NU Online News Service, Aug. 15, 12:15 p.m. EST?Aon Corporation announced yesterday it has resolved all of the comments raised by the Securities and Exchange Commission that were previously disclosed in the Chicago-based broker's Aug. 7 second-quarter earnings release.

While Aon's accounting for several items under review was cleared by the SEC, the final resolution will involve moving a $56 million after-tax charge recorded in first-quarter 2002, back to fourth-quarter 2001, Aon reported.

The charge, for potentially uncollectible reinsurance amounting to $90 million before taxes, will push net income per share up 20 cents in 2001 and lower it by the same amount in 2002.

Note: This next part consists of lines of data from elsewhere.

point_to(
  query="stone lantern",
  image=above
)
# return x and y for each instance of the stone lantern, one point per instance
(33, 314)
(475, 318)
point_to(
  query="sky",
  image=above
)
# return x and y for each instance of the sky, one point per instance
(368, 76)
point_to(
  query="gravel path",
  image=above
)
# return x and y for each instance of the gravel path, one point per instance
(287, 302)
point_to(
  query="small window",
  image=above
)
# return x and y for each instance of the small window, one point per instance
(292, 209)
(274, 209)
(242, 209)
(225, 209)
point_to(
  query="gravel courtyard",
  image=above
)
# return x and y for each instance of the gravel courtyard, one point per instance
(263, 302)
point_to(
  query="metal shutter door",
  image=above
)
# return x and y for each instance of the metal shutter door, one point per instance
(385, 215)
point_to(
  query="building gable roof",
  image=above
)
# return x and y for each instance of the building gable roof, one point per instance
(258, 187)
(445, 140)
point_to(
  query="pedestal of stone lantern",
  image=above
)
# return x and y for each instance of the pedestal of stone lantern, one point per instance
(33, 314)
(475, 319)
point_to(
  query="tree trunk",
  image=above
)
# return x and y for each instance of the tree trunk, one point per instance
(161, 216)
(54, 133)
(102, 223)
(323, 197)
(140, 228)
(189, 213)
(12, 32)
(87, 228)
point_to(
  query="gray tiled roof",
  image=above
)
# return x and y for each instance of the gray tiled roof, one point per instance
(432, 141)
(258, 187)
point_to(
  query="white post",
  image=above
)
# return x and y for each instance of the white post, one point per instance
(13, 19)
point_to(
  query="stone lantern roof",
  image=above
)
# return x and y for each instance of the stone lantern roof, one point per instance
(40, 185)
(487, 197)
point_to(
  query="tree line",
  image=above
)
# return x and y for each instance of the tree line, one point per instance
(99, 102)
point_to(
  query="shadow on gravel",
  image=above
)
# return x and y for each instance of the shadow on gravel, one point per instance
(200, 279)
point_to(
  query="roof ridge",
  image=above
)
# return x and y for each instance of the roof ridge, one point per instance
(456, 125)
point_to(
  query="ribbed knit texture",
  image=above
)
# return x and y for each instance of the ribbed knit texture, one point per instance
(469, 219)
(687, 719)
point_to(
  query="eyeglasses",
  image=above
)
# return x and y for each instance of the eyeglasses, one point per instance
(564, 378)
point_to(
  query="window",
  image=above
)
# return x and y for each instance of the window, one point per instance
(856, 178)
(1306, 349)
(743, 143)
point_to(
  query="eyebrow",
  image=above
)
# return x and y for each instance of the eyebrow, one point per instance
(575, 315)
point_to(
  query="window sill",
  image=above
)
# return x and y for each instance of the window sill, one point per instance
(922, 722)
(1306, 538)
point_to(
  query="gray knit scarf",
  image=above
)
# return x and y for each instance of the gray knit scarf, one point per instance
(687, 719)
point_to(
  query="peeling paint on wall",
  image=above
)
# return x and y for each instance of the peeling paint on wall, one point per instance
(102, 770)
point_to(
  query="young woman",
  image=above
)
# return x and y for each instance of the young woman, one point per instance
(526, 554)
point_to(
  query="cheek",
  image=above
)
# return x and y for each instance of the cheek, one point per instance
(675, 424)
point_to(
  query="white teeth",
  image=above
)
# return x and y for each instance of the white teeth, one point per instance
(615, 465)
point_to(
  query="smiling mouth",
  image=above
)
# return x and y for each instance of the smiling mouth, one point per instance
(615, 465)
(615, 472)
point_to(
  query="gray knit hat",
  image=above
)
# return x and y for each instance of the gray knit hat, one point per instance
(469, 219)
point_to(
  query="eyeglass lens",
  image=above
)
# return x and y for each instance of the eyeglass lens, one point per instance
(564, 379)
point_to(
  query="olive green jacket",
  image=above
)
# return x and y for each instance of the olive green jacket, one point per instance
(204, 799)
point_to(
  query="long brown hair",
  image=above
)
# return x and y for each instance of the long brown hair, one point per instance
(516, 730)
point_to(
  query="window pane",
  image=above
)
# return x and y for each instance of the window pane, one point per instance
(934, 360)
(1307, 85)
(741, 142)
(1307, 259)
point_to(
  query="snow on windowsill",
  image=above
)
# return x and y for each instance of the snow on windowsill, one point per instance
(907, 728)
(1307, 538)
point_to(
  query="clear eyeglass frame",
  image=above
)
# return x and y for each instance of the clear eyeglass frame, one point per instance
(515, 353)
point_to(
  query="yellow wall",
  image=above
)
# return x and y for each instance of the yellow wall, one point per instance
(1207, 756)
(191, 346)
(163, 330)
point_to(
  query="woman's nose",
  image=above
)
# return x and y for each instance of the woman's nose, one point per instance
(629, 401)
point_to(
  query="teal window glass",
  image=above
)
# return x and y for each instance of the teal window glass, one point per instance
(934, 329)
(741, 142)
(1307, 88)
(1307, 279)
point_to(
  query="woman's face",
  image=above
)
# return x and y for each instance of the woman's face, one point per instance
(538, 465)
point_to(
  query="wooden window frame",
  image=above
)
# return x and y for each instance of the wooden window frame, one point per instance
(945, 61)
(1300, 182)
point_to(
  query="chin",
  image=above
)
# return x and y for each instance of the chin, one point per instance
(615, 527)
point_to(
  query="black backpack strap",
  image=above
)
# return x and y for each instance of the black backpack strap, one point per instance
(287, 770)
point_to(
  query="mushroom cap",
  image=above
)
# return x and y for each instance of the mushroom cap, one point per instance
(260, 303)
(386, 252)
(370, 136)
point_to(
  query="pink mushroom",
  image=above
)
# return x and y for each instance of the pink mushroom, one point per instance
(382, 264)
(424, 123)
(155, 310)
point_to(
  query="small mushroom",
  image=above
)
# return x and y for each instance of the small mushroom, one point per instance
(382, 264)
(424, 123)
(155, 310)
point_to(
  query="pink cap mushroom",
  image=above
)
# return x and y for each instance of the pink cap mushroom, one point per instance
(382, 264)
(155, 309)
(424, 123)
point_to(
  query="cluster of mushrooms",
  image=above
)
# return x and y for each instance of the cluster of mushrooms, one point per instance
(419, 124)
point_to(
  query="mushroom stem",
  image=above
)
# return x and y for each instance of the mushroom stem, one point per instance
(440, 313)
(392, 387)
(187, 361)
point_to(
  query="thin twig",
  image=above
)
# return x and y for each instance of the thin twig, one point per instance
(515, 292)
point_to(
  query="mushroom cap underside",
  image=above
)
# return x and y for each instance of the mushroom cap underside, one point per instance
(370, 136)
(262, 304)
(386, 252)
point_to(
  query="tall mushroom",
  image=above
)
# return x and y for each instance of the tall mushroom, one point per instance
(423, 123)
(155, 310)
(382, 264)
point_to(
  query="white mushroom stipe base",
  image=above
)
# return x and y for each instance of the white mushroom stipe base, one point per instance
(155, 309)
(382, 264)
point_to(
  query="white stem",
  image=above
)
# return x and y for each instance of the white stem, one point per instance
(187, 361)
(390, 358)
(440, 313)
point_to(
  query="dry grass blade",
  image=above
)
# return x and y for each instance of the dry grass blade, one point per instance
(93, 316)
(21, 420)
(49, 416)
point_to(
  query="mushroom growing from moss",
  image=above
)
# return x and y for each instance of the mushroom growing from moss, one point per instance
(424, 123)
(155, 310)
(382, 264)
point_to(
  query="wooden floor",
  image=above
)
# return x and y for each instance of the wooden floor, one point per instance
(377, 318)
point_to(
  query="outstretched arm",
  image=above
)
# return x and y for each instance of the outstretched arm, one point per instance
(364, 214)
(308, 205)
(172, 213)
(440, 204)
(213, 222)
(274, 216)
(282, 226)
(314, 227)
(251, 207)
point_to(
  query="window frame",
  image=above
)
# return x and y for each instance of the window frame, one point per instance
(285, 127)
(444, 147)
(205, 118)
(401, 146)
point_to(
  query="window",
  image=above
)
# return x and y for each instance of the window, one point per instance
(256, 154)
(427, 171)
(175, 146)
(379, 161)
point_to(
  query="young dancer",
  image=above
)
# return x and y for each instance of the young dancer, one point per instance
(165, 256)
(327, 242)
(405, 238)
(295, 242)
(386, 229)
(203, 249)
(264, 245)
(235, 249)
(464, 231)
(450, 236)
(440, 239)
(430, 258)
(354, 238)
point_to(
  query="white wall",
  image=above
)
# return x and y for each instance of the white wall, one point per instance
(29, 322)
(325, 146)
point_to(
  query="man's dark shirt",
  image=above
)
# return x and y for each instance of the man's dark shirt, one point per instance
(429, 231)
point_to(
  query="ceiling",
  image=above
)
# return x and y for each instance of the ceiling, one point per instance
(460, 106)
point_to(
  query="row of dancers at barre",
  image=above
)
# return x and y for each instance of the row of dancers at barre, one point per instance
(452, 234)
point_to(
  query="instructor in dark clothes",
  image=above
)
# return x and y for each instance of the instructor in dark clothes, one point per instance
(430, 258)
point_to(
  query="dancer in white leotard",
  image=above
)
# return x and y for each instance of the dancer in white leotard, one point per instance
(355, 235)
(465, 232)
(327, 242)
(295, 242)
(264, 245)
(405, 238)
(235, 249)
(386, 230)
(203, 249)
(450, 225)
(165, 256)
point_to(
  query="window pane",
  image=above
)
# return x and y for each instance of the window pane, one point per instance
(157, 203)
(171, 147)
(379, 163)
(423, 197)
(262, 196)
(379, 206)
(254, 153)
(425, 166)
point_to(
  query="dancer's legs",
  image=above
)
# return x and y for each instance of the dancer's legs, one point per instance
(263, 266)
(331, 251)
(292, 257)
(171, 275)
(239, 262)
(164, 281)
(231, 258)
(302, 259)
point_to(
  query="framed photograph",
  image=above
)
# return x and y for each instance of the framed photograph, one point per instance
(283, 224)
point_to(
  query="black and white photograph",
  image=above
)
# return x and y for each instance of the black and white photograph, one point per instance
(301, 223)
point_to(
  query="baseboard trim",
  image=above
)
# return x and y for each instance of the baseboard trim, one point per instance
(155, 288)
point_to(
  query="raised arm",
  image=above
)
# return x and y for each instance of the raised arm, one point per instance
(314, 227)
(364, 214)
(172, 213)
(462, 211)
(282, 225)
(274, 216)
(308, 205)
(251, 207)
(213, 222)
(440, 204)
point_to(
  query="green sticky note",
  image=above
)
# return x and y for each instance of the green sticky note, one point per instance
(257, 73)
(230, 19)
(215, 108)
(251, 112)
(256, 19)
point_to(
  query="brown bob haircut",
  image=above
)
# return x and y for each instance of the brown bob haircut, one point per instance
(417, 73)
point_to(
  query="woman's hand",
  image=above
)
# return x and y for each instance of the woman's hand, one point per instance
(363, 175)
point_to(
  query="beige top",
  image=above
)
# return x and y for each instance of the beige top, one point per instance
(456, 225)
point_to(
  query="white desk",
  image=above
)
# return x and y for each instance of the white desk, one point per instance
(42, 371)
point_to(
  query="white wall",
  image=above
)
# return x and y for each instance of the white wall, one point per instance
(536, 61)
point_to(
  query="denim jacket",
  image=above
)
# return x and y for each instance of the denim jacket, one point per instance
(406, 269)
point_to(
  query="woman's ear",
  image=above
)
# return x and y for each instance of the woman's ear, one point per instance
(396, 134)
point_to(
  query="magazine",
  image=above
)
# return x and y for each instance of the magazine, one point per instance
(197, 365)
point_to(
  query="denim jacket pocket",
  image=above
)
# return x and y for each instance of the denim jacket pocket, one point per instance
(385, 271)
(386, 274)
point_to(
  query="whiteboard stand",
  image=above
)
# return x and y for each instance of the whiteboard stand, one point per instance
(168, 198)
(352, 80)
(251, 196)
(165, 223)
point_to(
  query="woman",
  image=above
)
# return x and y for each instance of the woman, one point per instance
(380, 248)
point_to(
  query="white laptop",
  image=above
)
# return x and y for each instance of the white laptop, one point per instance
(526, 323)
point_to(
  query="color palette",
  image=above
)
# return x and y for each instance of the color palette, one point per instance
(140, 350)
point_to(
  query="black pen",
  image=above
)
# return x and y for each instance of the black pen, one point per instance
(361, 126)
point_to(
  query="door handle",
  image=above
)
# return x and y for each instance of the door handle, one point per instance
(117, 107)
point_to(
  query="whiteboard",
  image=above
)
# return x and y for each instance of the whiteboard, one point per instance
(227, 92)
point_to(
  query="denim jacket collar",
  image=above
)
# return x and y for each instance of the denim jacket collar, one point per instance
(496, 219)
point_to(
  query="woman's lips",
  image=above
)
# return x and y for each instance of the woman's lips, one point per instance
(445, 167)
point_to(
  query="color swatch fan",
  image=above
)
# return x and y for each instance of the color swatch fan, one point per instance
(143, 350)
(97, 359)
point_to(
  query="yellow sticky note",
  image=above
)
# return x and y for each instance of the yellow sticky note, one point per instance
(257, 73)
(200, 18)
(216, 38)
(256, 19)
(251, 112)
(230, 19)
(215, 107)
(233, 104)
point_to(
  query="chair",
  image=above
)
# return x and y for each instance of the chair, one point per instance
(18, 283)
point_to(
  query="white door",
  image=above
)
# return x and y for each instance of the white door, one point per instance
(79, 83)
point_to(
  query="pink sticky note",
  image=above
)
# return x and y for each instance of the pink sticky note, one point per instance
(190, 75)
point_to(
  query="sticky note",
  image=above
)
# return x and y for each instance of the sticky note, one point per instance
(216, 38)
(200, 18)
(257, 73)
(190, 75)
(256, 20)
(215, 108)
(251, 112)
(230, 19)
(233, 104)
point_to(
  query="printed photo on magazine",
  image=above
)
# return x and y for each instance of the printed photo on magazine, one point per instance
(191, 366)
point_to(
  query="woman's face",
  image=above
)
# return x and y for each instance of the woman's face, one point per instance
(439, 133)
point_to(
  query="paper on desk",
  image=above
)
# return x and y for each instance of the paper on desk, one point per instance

The disputed reinsurance claim stems from the World Trade Center attack and relates to accidental death coverage for Aon employees. Aon said it continues to pursue the claim with reinsurers at Lloyd's.

In its Aug. 7 earnings release, Aon also said it had partially conceded the accounting of another item, relating to impaired investments, which coincidentally also amounted to $56 million, but on a pre-tax basis.

The SEC had commented that Aon should have recognized temporary impairments of certain securities sooner than it had. Aon described these as equities and certain fixed maturity securities below investment grade that had been trading below cost.

To respond to the SEC comment, Aon recorded a pre-tax non-cash $56 million adjustment (13 cents per share) to second-quarter 2002 earnings and agreed to recognize impairments on an earlier timetable in the future. At that time, however, there was an open question of whether the SEC would instead require Aon to restate income for prior periods. The restatement, for the same $56 million total amount, would have reduced 1999 pretax earnings by $27 million, 2000 by $24 million, and first quarter 2002 by $5 million.

That particular disclosure prompted several law firms to announce class actions filings against Aon and some of its directors for misstating prior income.

Yesterday, Aon said the SEC would accept the second-quarter adjustment and not require the company to restate prior periods "provided the adjustment is deemed immaterial to full year 2002 results," which Aon believes will be the case.

Aon stressed that none of the adjustments impacted its equity of $3.7 billion.

Aon's accounting for two other items?the sale of partnership income to a special purpose entity and business transformation charges?was cleared with the SEC as originally presented.